The bar was all I had imagined from the stories and photos I had seen on the internet. Imagine if two elderly Uncles ran a pub, but had no real skill at doing so. Imagine them running from client to client looking very busy, and writing receipts out on scraps of paper torn from old printouts. Imagine also massive glasses of beer, and plates filled with Stegosaurus ribs, and enough saurkraut to sink a battleship.

I ordered a local beer, and a selection of sausages served with saurkraut and mashed potato.

Alongside me a long table was filled with Americans, one of which was several orders of magnitude louder than anybody in the entire bar. He looked vaguely like Stephen King, and within five minutes I knew all about his wife that can speak several languages, and the difficulty of communicating in Italy when compared to Spain, France, or Germany. He didn’t seem to be able to shut up.

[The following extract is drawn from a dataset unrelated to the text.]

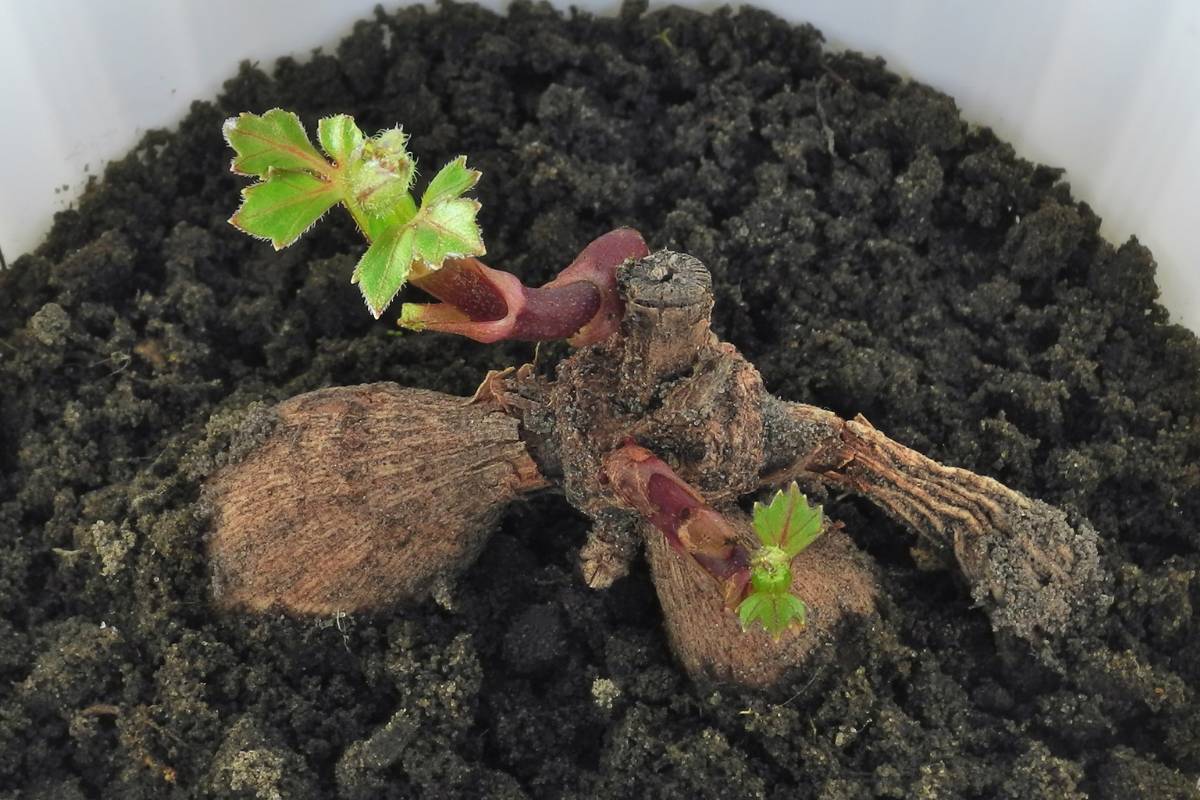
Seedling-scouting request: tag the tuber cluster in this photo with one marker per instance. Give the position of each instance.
(654, 429)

Closest to me, among their group, sat a Japanese gentleman and I’m guessing his teenage son. The Japanese man was greying, a little overweight, and wore a shirt and tie - the only one in the group to do so. His son looked like he had just walked from the pages of a Manga comic book. I wish that was all I had to say about them, but unfortunately a few moments before food began arriving from the kitchen, the Japanese Dad leaned over onto one side of his bottom, and let rip with the loudest fart I have ever whitnessed in a bar. He kept talking as if nothing had happened, as did his son. The rest of the table paused, but then carried on too. I didn’t know if to laugh out loud or not.

My food was fine. As so many have told me, traditional German food is hale and hearty. It was true. No thought was given to presentation at all. It filled you up, it tasted nice, and it wasn’t bad for you in the same way that chocolate coated cardboard might be.

I’m getting there, honest.

After paying, I wandered out into the early evening air on my own, and set off for the nearby supermarket. I’m here all week, so thought it mike make sense to buy some supplies. I’ve been to the supermarket before - it’s the same one where it took me twenty minutes to find the orange juice, along the way discovering thirty different kinds of milk.

While picking up ridiculously cheap wine, orange juice, and a variety of snacks, I spotted something that looked vaguely like “Jaffa Cakes”. They are very probably only sold in England, so I should probably explain. They are small, flat sponge cakes, with a small amount of marmalade on top, coated in chocoalte. They are addictive. So I saw soemthing vaguely like them, and picked them up. They were only a few pence for a box full.

I am such an idiot.

After getting them back to the hotel, and setting up camp with my cheap wine and sweet chilli crisps, I opened the mystery Jaffa Cake substitutes. I should have guessed after discovering they were backed with rice paper. Imagine a cake made out of corrigated cardboard, with rice paper stuck underneath, and a think layer of chocolate substitute coating the top. You know the weird thing? After a glass of wine, and having eaten two thirds of the packet, they become a little bit moreish.